Será que as pessoas não percebem que não estamos aqui para
acumular poder e dinheiro? Que o objetivo de viver é muito maior que apenas
acumular e dominar? Pois é o que eu gostaria de conversar com eles, se houvesse
como. Além da natureza fantástica que nos cerca, o mar, as árvores, os animais,
o sol, enfim, ainda temos o outro. Este ser capaz de transformações, de criar
belezas, alegrias e felicidades. Este outro capaz de despertar o que há de
melhor de nós: o amor! É obvio que há o lado negativo; não sou utopista e não
sonho impossibilidades. Mesmo por isso sei, por experiência pessoal, que também
somos passíveis de sermos educados. Nenhum de nós está perdido para sempre.

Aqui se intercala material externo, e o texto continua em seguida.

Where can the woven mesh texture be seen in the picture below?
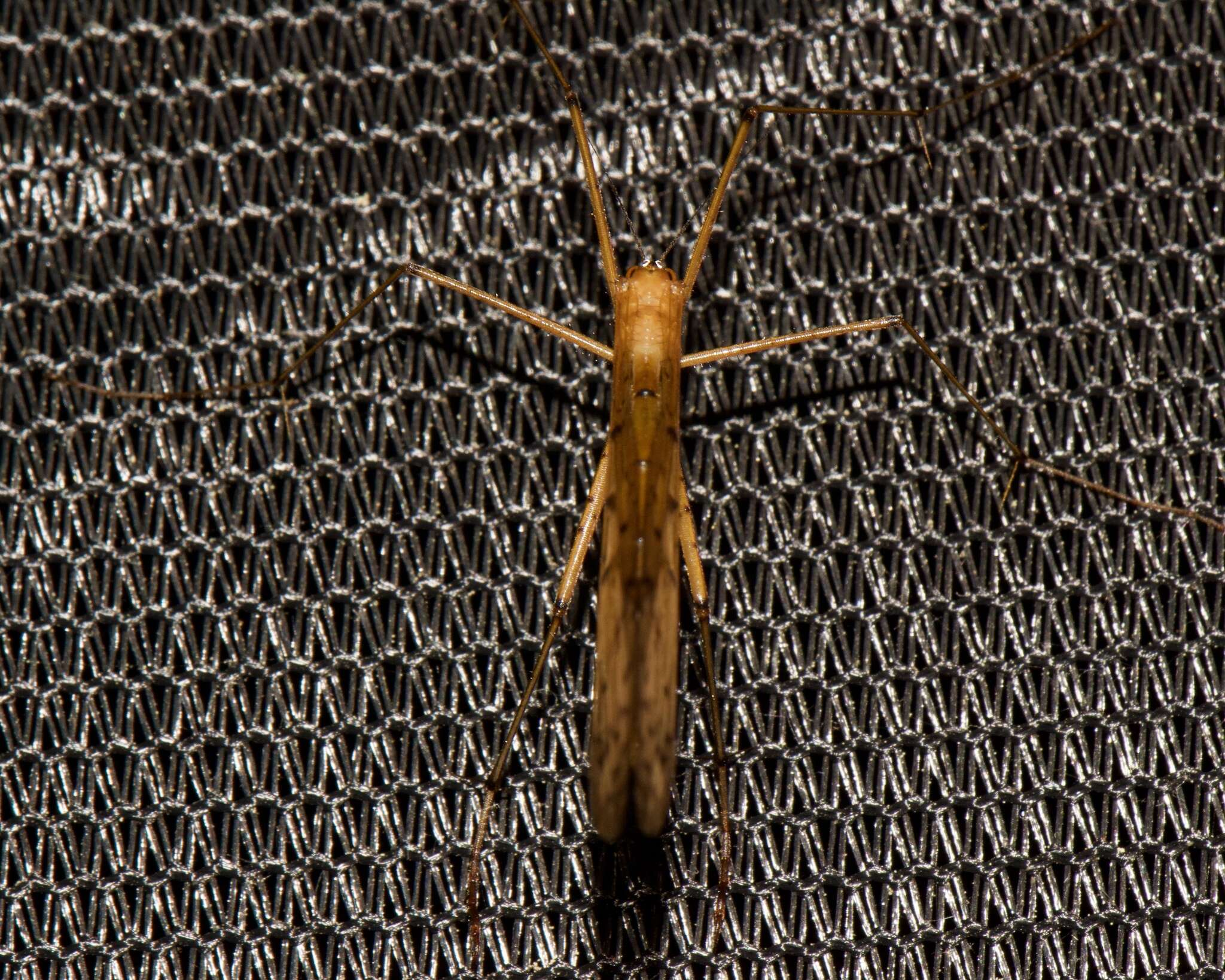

Geralmente o melhor de nós surge nas piores situações. É só observar a história
de nossos ídolos e heróis. Quase todos tiveram que enfrentar condições
adversas, diante das quais a maioria de nós sucumbiria.
Pobres de espírito
Por que explorar, escravizar, reduzir salários e manter na
pobreza três quartos da população de um país? Em nome de que esses preconceitos
contra o pobre, o negro, o favelado, o homossexual, o egresso das prisões e
contra todos que não lhes são iguais? No que isso lhes acrescenta em termos de
satisfação de viver? É loucura, falência da lucidez e de tudo que apregoa a
“sociedade cristã”. Apropriam-se do Estado e usam o dinheiro “público” como se
deles fosse. Que merda de democracia é essa? São empossados em secretarias,
fundações e autarquias do Estado e procedem como se fossem donos, com suas
cortes de puxa-sacos. É isso que lhes causa satisfação de viver? Quão pobres de
espírito são...
O maior prazer da vida consiste em amar e ser amado. A
felicidade está em quanto mais somos capazes de resgatar da miséria, da
solidão, da maldade, do sofrimento e lhes possibilitar acesso a uma vida
melhor. E são os que têm posses e poder que possuem a chance de realizar tais
prioridades. Admirável é quem se esforça pelo outro, apesar do outro. Essa,
sim, é uma vida digna de ser vivida. Os valores estão invertidos, ter está
incorporado como mais importante que ser. Por isso somos quase todos tão
infelizes, padecemos de tantos males e tragédias. Exatamente por isso a depressão
é o mal do século, e a angústia e a tristeza tomaram conta de nós.
Esforço-me para me educar, para me dedicar aos meus
objetivos, mas sou também vítima de toda essa estrutura que nos tortura, como
ser social que me tornei. Sofro, tenho dificuldades em me relacionar com os
outros e não tenho soluções ou respostas. Mas vivo na luta, não aceito que deva
ser assim e busco fazer minha parte; é tudo o que posso fazer.